How Much Does the Average College Graduate Make?
The degree you have, the industry you work in, and even where you live can affect your earnings.
According to the National Center for Education Statistics, college graduates with a bachelor’s degree earn around $54,000 on average. With a graduate degree, average earnings jump up to $65,000.
While individual experiences can vary greatly due to many factors, having more education typically increases your earning potential.
When Should You Start Working after College?
The answer to this depends on your personal goals. In some fields, such as banking, accounting, and consulting, large firms with onboarding and training programs may start recruiting before students start their senior year.

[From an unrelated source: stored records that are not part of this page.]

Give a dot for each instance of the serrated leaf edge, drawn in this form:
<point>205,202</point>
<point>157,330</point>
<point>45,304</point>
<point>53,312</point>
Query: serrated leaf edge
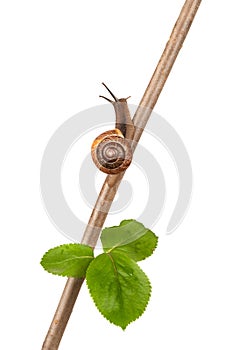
<point>149,296</point>
<point>59,246</point>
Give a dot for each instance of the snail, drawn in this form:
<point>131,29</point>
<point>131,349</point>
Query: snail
<point>111,150</point>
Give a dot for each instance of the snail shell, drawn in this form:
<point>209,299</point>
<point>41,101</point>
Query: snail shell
<point>111,152</point>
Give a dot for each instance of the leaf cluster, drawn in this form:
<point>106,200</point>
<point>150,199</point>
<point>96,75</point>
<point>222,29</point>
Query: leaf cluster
<point>118,286</point>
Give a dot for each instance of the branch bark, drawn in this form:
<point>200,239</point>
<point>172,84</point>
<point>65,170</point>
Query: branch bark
<point>112,182</point>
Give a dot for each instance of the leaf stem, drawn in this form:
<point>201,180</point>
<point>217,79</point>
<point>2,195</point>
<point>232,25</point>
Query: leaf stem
<point>112,182</point>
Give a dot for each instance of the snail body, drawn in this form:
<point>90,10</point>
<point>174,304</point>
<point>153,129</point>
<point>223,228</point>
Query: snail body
<point>111,152</point>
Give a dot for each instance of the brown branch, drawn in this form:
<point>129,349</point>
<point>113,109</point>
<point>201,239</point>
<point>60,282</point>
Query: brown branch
<point>112,182</point>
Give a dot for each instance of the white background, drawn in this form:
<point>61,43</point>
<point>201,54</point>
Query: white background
<point>54,55</point>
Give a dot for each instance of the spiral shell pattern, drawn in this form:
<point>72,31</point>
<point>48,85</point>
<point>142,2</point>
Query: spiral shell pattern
<point>111,152</point>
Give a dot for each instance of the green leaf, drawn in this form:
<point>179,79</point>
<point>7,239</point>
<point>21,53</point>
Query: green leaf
<point>69,260</point>
<point>119,288</point>
<point>130,237</point>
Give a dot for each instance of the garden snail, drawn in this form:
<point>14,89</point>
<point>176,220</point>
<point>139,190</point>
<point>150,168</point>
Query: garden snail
<point>111,150</point>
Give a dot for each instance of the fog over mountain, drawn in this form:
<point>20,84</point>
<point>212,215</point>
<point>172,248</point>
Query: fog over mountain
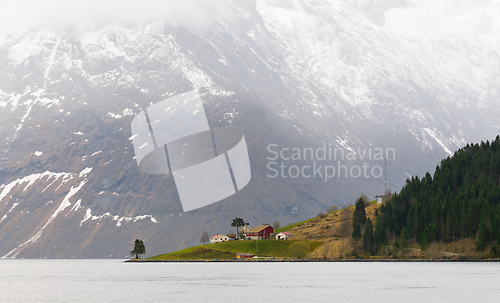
<point>420,78</point>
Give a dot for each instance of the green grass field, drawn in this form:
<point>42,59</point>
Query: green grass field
<point>228,250</point>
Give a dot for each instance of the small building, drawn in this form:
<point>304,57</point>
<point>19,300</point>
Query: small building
<point>260,232</point>
<point>243,230</point>
<point>219,238</point>
<point>244,255</point>
<point>283,235</point>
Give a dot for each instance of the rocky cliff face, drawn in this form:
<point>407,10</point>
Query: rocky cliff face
<point>419,78</point>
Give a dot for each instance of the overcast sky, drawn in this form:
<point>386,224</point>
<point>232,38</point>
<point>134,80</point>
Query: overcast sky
<point>56,13</point>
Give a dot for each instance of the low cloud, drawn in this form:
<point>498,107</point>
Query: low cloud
<point>29,14</point>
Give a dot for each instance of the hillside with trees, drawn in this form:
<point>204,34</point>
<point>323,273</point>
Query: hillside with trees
<point>461,200</point>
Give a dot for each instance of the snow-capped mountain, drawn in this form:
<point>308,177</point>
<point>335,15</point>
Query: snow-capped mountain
<point>419,77</point>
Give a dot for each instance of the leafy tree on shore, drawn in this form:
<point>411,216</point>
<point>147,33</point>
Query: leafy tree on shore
<point>139,248</point>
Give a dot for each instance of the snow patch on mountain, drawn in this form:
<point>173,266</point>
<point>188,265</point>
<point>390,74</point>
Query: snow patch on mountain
<point>119,220</point>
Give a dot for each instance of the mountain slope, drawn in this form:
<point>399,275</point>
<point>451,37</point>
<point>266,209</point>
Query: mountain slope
<point>419,78</point>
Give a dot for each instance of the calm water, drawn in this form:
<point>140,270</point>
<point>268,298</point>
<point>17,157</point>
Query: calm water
<point>115,281</point>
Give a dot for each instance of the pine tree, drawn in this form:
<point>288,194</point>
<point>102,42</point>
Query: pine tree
<point>356,231</point>
<point>368,241</point>
<point>359,216</point>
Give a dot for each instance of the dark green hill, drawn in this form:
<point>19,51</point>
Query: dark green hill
<point>461,200</point>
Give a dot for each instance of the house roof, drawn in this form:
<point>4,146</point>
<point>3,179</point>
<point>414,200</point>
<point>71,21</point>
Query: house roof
<point>219,235</point>
<point>258,228</point>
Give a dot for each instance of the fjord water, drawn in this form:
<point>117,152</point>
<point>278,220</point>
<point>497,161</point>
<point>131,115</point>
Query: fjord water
<point>116,281</point>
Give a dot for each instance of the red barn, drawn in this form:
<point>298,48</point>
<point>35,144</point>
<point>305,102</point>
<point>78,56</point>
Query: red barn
<point>260,232</point>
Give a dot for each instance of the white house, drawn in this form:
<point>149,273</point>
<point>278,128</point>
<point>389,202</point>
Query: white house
<point>283,235</point>
<point>219,238</point>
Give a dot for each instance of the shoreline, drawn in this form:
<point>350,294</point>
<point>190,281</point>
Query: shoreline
<point>312,260</point>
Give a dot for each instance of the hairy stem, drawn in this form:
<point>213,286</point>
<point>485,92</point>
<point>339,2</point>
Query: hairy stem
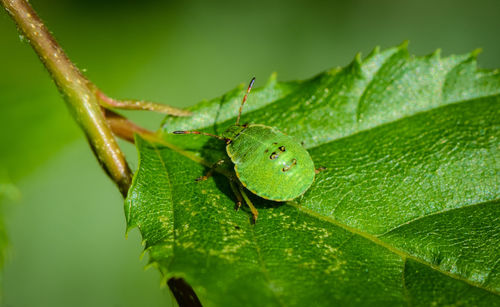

Hiring conversations may even begin during junior-year summer internships. Smaller companies are likely to try to engage young recruits in the spring of their senior year or during the summer and fall months after graduation.
Some people like the idea of taking a break after graduation. If your college offers school-to-work pipelines to help you get hired, though, it could be beneficial to capitalize on those opportunities, even if it means starting work right after college.
Ultimately, your decision about when to start working is a personal choice, but it might be good to consider how your career decisions can impact your job search and job opportunities.
You Have Your Degree, Now What?
Once you have your degree, you’ll likely have new opportunities you’ve never had before, even if you don’t get a job right after graduation. The right training, skills, licensing, and industry certifications can help you position yourself for more meaningful and better-paying career opportunities.
Researching the many schools that offer convenient, online learning options can be a strategic choice as well. Many of them have practical programs and resources designed to help students transition from school to work more successfully.
Plus, if you find that you have a lot of college credits but no degree, online programs may help you finish your degree while keeping up with your career and family obligations.